Friday, December 03, 2004

I've Lost That Loving Feeling

So apparently it's okay to use evidence gained by torture against Guantanamo detainees.

Evidence gained by torture can be used by the U.S. military in deciding whether to imprison a foreigner indefinitely at Guantanamo Bay, Cuba, as an enemy combatant, the government says.

Of course, this is an obvious incentive to torture. Good thing we don't have a problem with that.

A confidential report to Army generals in Iraq in December 2003 warned that members of an elite military and CIA task force were abusing detainees, a finding delivered more than a month before Army investigators received the photographs from Abu Ghraib prison that touched off investigations into prisoner mistreatment.

Meanwhile, former CIA director George Tenet wants to stop the internet from getting into the wrong hands:

[...] Tenet yesterday called for new security measures to guard against attacks on the United States that use the Internet, which he called "a potential Achilles' heel."

"I know that these actions will be controversial in this age when we still think the Internet is a free and open society with no control or accountability," he told an information-technology security conference in Washington, "but ultimately the Wild West must give way to governance and control."

[...] Access to networks like the World Wide Web might need to be limited to those who can show they take security seriously, he said.

I take security seriously! I take security seriously!

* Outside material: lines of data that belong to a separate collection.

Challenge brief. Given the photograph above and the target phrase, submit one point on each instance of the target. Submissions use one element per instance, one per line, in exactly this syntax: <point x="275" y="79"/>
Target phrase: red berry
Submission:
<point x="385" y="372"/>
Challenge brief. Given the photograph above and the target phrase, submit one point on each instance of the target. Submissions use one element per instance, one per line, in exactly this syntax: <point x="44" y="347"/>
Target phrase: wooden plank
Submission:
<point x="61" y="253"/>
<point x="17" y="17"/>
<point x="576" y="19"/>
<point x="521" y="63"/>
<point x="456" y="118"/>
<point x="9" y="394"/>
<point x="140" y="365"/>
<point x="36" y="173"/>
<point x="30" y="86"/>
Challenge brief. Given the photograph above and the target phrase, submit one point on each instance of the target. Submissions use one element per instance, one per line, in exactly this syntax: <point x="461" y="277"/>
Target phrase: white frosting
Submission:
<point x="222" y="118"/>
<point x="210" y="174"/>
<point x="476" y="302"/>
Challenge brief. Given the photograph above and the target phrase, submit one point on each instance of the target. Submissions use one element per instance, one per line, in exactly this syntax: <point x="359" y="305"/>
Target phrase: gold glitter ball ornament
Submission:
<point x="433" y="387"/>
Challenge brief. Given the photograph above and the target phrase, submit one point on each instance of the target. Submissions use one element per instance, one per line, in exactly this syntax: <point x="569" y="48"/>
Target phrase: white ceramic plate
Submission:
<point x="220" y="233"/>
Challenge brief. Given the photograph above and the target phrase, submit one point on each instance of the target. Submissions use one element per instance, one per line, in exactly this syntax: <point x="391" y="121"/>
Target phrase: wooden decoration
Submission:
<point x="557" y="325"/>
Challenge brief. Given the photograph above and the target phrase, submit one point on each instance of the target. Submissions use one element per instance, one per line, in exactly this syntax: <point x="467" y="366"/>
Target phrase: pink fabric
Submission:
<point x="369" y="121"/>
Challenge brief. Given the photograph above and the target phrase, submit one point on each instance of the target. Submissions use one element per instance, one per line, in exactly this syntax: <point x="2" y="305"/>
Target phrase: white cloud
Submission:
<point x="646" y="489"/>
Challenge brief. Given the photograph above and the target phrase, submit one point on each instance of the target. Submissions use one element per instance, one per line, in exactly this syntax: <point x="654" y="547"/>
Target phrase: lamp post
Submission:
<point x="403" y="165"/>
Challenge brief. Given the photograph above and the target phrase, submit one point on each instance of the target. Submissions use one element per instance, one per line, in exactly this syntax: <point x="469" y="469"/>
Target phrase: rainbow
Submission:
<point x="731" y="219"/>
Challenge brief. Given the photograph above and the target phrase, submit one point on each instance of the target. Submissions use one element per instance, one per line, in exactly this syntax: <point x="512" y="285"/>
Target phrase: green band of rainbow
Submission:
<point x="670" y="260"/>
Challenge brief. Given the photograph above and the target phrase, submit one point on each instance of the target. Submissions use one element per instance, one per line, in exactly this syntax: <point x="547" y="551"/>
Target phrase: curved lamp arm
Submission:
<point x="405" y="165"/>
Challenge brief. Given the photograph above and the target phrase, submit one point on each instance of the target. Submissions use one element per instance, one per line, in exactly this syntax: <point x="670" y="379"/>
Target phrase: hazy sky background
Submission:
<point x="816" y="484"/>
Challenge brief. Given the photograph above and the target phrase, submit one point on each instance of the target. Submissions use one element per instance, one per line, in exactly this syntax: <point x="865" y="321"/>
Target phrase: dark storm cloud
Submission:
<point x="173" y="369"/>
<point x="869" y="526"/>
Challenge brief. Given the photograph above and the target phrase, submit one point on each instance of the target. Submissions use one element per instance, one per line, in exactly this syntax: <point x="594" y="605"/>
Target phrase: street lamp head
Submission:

So does Brian Boyle, principal deputy associate attorney general of the United States (do you think his business cards have to be two-sided?), who explained to a federal judge yesterday why the US should be able to detain as "enemy combatants" people who've never been near a battlefield:

"The military has an interest in holding people who pose a risk," Brian Boyle, principal deputy associate attorney general, said of the Pentagon's decision to hold some people for nearly three years. "We're not detaining these people just because there's some enjoyment in it."

Do you think anyone actually suggested that Brian enjoys detaining people, or is the PDAAG sounding just a tad defensive here?

[...] "If a little old lady in Switzerland writes checks to what she thinks is a charitable organization for Afghanistan orphans, but it's really supporting . . . al Qaeda, is she an enemy combatant?" the judge asked.

Boyle said the woman could be, but it would depend on her intentions. "It would be up to the military to decide as to what to believe," he said.

You know, when I used to hear Republicans arguing that we need the Second Amendment because the people need guns to defend ourselves from the government, it never occurred to me that they meant defending ourselves against them. Okay, guys, I've learned my lesson--you can stop the scary stuff now.